Only the root of the plant was eaten, almost always cooked, or fried, as in mediaeval Arab cooking. Use of the taro appears to have increased after the thirteenth century as there is only one recipe requiring it prior to that. It is also worth noting that taro is not found in the culinary treatises of the Islamic West, that is to say North Africa and al-Andalus (Muslim Spain). Ibn Sīnā (Avicenna) likened it to saltwort, and said that it was salty, astringent, diuretic, and purging. According to the 11th-century Baghdadi pharmacologist Ibn Jazla, taro stimulates sexual desire.
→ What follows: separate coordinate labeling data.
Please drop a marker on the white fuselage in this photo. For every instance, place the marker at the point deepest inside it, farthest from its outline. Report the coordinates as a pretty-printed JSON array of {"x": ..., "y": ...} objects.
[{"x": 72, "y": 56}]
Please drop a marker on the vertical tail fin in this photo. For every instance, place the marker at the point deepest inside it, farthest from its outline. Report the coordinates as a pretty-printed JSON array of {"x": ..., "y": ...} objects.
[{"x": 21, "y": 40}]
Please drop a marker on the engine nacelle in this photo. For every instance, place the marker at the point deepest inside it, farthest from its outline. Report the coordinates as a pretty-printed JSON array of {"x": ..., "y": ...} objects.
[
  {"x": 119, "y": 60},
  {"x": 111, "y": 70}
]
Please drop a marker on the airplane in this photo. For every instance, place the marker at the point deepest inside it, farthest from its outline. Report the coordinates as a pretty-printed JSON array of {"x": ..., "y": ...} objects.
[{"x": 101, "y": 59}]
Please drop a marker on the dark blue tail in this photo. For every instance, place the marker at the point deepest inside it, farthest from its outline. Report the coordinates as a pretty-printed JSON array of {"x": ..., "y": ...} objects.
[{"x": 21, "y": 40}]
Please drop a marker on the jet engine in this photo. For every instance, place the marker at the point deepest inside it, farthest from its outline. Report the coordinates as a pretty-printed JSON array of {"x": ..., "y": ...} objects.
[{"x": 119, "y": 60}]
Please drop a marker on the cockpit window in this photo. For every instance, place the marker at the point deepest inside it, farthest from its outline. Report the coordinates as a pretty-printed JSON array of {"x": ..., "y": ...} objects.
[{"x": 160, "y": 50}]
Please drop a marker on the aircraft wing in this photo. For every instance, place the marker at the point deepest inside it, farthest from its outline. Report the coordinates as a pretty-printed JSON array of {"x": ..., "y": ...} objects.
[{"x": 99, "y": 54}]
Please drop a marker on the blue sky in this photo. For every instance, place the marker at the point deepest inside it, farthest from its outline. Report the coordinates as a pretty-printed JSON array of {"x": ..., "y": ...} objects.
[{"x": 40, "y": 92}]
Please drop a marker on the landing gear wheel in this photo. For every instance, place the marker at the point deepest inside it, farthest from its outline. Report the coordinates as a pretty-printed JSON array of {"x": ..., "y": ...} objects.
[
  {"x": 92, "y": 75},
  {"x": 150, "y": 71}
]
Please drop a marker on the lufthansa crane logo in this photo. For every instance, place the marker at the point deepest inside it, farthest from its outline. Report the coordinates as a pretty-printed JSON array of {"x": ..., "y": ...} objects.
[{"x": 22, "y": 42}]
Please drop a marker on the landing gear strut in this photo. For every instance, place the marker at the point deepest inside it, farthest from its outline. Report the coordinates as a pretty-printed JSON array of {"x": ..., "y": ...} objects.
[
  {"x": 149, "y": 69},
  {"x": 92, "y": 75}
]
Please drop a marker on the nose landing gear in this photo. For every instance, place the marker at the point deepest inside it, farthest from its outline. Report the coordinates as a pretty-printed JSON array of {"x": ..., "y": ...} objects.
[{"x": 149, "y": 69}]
The 14th-century Moroccan globetrotter Ibn Baṭṭūṭa would probably have disagreed since he partook of some taro in Mali, where it was the people’s favourite food, and was ill for two months. A companion of his was less lucky and died after eating it. Today taro is commonly used in the cuisines of Asia (where the purple variety is favoured), the Caribbean (where it is referred to as eddo) and, especially, the Pacific Islands (where it is also known as poi).

The Frightful Lady

The dish is found in 13th-century cookbooks from Egypt and Syria. Its Arabic name is سِتّ شناع (sitt shunā’) or ست الشنع (sitt al-shuna’ ) and translates, somewhat mysteriously, as ‘the lady of terrible things’. It is one of relatively few dishes made with taro root. The recipe also calls for meat, hazelnuts, tahini, coriander, and pepper. The taro is fried and serves as a bed for the other ingredients.